Josie sits down. Lizzie huffs, but then does the same.
"We wanted to talk to you girls today because we think you are finally old enough to learn the truth," I start.
"The truth about what?" Josie speaks for the first time.
"That," I look into their eyes "I'm not biologically your mother."
~~klaroline is the best~~
"So you mean to tell me that we were transferred into after our biologically mother was stabbed to death by her psychotic twin brother at her and dad's wedding?" Lizzie asks, incredulous.
"Yes," Ric simply says.
"Did you even actually want us?" Josie asks me.
"Of course I wanted you. When Valerie told me that I was pregnant, I was in disbelief. I'm a vampire, so it's impossible to have children unless you're Hope's dad. But I knew that if it was true, I wanted to do it for your dad because he deserved it. Throughout my pregnancy I tried not to get attached to you and thought of you as not my children, but as a responsibility. I told your dad over and over that I would not be there to help after you were born.
"But then I went to all the prenatal classes, read all the books, did all the preparations, helped pick out your stuff. I knew I was growing close to you, I just didn't want to admit it. Then you were born and Lizzie was named after my mom who died of brain cancer the year before. I cried when he told me that. I still pretended that I didn't want to be your mom, and your dad only saw Jo as your mom. Your dad decided to move away as soon as you were born and I went with him because the nursemaids at the hospital were incompetent."
"So you moved away with us and became our mom?" Josie asks, giving the same smile to me that I gave to Ric earlier.
"Yes. But it was actually Hope's dad that made me realize that even though you weren't biologically mine, I could still love you."
"What?" Three confused voices exclaim.
"Hope's dad has always had a thing for me, but that's a story for another day. Anyway, one day while we were travelling to Texas we stopped at a diner. Lizzie started crying so your dad took her outside. I was still dating Stefan so I decided to call him because he was in New Orleans. As the phone picked up Josie started crying and it was Klaus who answered. He actually gave me advice that got Josie to stop crying. He told me that it was okay to love what I can not explain. Josie was asleep on my chest and I looked down at her and knew. I knew that I didn't want to miss any parts of your life, that I wanted to be your mom," I say, smiling at them.
"I didn't know that," Ric says.
"No because I never told you. I know how much you hate Klaus," I look at him.

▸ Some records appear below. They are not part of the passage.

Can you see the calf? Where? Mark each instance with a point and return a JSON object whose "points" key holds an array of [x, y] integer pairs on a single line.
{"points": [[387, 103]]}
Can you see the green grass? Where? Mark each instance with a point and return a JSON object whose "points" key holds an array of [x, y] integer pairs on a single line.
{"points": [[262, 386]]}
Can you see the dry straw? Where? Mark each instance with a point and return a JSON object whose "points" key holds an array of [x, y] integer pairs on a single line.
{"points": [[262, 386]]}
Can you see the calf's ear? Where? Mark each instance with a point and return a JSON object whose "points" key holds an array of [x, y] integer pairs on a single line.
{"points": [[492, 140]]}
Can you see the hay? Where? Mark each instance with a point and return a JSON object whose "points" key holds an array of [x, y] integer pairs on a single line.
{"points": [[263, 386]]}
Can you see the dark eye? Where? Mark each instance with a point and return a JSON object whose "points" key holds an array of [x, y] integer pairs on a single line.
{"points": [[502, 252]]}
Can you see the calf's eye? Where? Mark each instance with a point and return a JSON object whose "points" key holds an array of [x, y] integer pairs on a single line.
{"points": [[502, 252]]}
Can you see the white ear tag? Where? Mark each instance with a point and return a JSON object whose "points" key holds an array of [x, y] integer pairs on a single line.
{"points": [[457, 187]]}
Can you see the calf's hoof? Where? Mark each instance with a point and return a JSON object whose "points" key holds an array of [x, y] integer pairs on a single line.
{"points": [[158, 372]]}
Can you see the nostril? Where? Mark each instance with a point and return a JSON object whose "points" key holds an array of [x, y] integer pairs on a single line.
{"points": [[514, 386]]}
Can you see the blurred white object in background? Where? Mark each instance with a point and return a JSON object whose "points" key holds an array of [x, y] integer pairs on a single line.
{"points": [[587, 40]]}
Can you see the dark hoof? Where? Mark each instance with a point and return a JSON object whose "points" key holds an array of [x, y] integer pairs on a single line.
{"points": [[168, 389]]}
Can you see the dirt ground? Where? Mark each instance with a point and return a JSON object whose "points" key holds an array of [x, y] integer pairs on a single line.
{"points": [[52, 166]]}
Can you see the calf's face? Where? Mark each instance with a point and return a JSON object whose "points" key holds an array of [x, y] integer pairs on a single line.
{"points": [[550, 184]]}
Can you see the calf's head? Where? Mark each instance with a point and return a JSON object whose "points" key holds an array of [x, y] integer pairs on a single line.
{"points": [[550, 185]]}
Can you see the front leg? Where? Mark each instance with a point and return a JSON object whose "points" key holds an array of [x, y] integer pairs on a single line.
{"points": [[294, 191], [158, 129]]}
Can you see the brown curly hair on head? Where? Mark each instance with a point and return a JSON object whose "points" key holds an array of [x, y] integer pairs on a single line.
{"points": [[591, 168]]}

"So that's when you actually became our mom," Lizzie says, looking to me for confirmation.
"That's when I knew that I wanted to be your mom. It only officially happened when you were six months old. I had just finished feeding Lizzie and needed to burp her. I asked your dad to pass me a cloth and he said 'there you go mom'. We never really discussed it, but from that day on I have actually been your mom," I finally finish.
For once in their lives the twins are quiet. Josie just sits there and Lizzie stares into her lap.

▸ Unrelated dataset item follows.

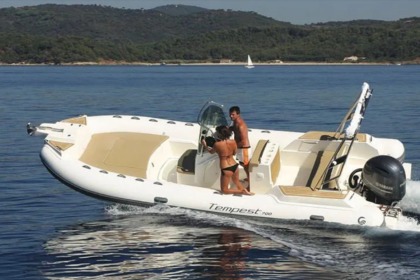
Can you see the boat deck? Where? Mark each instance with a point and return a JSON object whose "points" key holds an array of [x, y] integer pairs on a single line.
{"points": [[122, 152]]}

"Is it okay if I go to my room? I need some time to process this information," Josie asks.
"Of course," Ric puts a hand on her shoulder "Whatever you need."
"Thank you," Josie excuses herself from the room.
The room goes quiet again. Minutes pass by but none of us makes a sound.
Finally Lizzie looks up from her lap. I can see a few gentle tears rolling down her face. Silently she crosses the room and comes over to me. She wraps her arms around me and buries her head in my chest. Then she begins to actually cry.
"Shhh, it's okay," I comfort her as I run a hand through her hair.
After about 10 minutes she stops crying and look at me.
"You're still my mom no matter what. I love you even more now because you didn't have to love us and become our mom," She tells me as I begin to cry too.
"Oh honey, how could I not love you?" I hug her tighter to me.
Eventually Ric leaves and gives us some space. Josie comes back to the room and finds us hugging and crying. I open my arms in an invitation for her to join. She joins us and there we stayed for hours. A mother and her two daughters locked in an embrace.